Comment by dakshgupta

22 days ago

I agree that none perform _super_ well.

I would argue they go far beyond linters now, which was perhaps not true even nine months ago.

To the degree you consider this to be evidence, in the last 7 days, the authors of a PR has replied to a Greptile comment with "great catch", "good catch", etc. 9,078 times.

14 comments

dakshgupta

onedognight 22 days ago

I fully agree. Claude’s review comments have been 50% useful, which is great. For comparison I have almost never found a useful TeamScale comment (classic static analyzer). Even more important, half of Claude’s good finds are orthogonal to those found by other human reviewers on our team. I.e. it points out things human reviewers miss consistently and v.v.

Sharlin 22 days ago

TBH that sounds like TeamScale just has too verbose default settings. On the other hand, people generally find almost all of the lints in Clippy's [1] default set useful, but if you enable "pedantic" lints, the signal-to-noise ratio starts getting worse – those generally require a more fine-grained setup, disabling and enabling individual lints to suit your needs.
[1] https://doc.rust-lang.org/stable/clippy/

blibble 22 days ago

> To the degree you consider this to be evidence, in the last 7 days, the authors of a PR has replied to a Greptile comment with "great catch", "good catch", etc. 9,078 times.

do you have a bot to do this too?

BlackFly 21 days ago

For it to be evidence, you would need to know the number of Greptile comments made and how many of those comments were instead considered to be poor. You need to contrast false positive rate with true positive rate to simply plot a single point along a classifier curve. You would then need to contrast that with a control group of experts or a static linter which means you would need to modify the "conservativeness" of the classifier to produce multiple points along its ROC curve, then you could compare whether the classifier is better or worse than your control by comparing the ROC curves.

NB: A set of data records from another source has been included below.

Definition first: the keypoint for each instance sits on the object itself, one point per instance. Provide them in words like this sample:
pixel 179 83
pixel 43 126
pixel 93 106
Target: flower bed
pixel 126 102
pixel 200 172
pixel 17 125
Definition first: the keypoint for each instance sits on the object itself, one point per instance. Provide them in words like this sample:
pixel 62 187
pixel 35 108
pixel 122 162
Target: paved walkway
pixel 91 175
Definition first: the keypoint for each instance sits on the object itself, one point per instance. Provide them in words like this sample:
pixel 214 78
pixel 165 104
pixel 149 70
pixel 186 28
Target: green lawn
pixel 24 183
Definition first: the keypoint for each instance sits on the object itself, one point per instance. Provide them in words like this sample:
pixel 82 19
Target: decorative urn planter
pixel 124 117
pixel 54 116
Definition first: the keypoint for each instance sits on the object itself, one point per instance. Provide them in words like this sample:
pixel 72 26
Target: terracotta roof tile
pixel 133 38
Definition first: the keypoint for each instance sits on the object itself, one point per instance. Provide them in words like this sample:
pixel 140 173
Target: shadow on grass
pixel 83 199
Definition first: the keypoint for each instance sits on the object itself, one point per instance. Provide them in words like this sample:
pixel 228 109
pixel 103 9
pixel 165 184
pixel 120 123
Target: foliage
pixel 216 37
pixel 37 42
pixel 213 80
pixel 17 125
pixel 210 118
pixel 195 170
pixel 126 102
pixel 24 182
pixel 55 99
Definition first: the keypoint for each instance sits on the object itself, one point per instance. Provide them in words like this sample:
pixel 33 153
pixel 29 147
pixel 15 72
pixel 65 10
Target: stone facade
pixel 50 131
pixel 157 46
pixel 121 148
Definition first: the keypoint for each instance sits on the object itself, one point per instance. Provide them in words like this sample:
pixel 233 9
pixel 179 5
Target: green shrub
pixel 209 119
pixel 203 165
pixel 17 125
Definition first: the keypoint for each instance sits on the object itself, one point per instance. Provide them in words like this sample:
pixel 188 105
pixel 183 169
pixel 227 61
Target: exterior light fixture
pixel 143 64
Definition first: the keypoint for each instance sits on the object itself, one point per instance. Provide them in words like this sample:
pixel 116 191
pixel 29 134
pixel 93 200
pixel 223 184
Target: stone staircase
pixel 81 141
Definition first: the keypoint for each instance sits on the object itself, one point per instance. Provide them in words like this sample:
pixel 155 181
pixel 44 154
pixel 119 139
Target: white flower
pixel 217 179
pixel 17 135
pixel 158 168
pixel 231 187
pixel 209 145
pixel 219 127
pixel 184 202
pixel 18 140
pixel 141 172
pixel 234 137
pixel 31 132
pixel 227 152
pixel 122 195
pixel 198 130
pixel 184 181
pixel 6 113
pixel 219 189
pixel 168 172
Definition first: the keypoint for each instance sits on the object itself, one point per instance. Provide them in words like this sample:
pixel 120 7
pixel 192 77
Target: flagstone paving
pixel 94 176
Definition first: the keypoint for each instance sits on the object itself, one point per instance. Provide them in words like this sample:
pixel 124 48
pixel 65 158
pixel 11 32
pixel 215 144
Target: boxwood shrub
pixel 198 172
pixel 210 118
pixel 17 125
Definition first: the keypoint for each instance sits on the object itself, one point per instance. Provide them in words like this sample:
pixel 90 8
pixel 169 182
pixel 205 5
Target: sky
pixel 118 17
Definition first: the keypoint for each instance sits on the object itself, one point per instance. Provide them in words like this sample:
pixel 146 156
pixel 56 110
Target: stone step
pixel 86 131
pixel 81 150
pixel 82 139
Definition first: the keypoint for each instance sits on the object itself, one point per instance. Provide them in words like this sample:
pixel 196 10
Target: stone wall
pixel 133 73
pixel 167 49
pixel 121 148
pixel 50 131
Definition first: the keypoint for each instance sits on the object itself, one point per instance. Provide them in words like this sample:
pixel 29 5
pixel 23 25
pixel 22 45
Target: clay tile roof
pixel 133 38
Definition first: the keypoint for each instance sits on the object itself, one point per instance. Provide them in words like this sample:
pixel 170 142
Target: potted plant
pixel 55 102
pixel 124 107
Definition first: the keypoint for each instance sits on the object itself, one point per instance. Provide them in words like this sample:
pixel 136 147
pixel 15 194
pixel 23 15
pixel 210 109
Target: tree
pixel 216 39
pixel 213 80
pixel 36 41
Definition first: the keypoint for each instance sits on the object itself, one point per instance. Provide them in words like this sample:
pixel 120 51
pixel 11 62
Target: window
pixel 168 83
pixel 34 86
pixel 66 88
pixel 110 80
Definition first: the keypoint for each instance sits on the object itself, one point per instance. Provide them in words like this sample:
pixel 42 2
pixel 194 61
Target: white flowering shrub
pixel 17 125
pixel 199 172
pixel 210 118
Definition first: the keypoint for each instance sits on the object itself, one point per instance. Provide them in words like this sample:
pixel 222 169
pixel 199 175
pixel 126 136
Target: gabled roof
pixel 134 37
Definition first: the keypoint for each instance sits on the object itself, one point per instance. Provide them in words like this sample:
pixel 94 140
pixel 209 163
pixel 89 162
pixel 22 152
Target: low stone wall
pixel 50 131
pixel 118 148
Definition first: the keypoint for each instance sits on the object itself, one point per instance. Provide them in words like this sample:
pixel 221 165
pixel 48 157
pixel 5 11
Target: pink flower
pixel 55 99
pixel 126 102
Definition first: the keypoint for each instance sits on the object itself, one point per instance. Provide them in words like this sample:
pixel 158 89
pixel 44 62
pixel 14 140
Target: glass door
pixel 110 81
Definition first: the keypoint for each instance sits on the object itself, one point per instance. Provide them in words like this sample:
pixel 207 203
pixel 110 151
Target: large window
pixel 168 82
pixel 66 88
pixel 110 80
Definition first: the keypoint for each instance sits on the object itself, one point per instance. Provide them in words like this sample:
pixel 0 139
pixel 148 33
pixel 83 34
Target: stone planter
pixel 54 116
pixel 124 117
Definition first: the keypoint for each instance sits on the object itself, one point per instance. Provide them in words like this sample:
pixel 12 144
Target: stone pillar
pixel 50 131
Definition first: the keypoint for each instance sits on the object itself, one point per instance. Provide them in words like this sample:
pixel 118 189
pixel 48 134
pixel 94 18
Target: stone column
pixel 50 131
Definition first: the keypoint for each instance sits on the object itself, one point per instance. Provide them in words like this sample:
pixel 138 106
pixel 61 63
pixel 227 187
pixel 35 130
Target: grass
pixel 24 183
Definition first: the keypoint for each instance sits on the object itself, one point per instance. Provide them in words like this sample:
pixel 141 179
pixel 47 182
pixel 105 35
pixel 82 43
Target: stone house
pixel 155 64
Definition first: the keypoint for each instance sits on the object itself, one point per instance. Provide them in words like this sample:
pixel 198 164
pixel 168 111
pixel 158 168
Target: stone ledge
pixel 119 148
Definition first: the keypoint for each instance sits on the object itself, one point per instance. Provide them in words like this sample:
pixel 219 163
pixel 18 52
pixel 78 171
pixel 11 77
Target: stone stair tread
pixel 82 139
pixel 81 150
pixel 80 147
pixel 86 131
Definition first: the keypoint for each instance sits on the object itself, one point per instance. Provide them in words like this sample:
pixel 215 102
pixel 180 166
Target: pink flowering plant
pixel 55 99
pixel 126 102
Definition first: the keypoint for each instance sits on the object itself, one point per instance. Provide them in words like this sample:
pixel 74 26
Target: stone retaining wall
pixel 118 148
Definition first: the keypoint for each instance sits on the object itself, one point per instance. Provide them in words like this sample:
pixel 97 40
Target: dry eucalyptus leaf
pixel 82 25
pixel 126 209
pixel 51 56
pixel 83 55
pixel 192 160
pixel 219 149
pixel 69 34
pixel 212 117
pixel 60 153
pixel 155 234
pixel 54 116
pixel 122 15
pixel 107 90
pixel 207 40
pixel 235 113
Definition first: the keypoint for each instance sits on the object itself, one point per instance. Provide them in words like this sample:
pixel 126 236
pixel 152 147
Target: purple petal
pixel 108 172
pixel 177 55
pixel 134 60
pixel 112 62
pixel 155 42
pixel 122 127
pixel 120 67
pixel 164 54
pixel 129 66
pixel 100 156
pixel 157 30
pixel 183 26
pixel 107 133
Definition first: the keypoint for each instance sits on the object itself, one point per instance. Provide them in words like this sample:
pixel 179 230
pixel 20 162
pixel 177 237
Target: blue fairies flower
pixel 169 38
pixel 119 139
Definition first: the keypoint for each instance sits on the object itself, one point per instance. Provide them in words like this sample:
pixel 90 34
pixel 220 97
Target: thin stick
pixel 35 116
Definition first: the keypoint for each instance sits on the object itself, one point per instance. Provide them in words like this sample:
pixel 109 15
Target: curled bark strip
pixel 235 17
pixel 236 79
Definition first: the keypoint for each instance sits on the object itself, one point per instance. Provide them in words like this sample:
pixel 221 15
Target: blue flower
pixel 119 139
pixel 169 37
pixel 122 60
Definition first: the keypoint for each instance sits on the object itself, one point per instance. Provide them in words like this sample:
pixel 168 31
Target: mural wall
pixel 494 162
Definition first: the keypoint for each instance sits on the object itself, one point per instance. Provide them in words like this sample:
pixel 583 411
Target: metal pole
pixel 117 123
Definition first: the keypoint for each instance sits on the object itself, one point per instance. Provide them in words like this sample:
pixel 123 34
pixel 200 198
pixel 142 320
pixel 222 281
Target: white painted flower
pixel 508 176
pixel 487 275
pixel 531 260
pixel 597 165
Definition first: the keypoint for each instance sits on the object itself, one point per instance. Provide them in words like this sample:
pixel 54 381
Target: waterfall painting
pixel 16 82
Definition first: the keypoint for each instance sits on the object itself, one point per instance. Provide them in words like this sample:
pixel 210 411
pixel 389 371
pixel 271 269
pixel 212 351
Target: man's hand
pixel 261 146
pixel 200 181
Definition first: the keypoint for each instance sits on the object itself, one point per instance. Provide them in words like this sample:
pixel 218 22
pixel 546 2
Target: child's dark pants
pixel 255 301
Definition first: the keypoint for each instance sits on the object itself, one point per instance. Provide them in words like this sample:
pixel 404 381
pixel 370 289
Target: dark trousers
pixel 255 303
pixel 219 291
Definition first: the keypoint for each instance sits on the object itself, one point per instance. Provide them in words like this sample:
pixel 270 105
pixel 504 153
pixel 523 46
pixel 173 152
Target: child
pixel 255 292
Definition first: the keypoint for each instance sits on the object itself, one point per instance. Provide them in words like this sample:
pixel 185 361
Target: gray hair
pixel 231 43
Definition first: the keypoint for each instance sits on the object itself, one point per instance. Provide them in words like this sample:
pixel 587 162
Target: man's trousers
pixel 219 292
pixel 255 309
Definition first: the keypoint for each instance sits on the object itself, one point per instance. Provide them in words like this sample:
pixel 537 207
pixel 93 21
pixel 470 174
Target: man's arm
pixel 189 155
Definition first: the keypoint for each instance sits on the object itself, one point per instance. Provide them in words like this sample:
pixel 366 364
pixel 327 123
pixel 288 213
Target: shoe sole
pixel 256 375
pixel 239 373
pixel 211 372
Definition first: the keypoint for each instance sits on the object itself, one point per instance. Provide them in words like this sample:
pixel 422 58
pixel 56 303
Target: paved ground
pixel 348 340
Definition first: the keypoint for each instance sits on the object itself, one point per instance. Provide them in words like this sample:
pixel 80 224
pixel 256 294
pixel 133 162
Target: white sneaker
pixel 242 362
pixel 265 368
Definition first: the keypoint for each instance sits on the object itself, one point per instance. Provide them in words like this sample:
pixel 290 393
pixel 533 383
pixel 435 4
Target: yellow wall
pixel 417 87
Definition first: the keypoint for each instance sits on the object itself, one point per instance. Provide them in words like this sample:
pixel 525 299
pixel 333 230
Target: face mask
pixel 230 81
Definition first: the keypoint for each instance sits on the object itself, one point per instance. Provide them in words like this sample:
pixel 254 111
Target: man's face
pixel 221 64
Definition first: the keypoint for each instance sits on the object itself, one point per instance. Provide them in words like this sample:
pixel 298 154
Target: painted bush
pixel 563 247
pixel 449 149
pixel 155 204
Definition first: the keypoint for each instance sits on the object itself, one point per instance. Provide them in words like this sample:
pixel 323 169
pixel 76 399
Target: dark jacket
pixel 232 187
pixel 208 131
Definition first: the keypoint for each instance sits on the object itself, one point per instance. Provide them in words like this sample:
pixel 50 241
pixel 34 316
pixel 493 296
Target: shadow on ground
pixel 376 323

Sample number of true positives says more or less nothing on its own.

boredtofears 22 days ago

That sounds more like confirmation that greptile is being included in a lot agentic coding loops than anything

johnsillings 22 days ago

I like number of "great catches" as a measure of AI code review effectiveness

mulmboy 22 days ago

People more often say that to save face by implying the issue you identified would be reasonable for the author to miss because it's subtle or tricky or whatever. It's often a proxy for embarrassment

estimator7292 22 days ago
When mature, funtional adults say it, the read is "wow, I would have missed that, good job, you did better than me".
Reading embarrassment into that is extremely childish and disrespectful.
- mulmboy 22 days ago
  
  What I'm saying is that a corporate or professional environment can make people communicate in weird ways due to various incentives. Reading into people's communication is an important skill in these kinds of environments, and looking superficially at their words can be misleading.

written-beyond 22 days ago

I mean how far Rusts own clippy lint went before any LLMs was actually insane.

Clippy + Rusts type system would basically ensure my software was working as close as possible to my spec before the first run. LLMs have greatly reduced the bar for bringing clippy quality linting to every language but at the cost of determinism.

tadfisher 22 days ago

Not trying to sidetrack, but a figure like that is data, not evidence. At the very minimum you need context which allows for interpretation; 9,078 positive author comments would be less impressive if Greptile made 1,000,000 comments in that time period, for example.

fragmede 22 days ago

over 7 days does contextualize it some, though.
9,078 comments / 7 (days) / 8 (hours) = 162.107 though, so if human that person is making 162 comments an hour, 8 hours a day, 7 days a week?
shimman 21 days ago

Bro stop trying to deflate the boosters, they got wares to sell and shares to dump.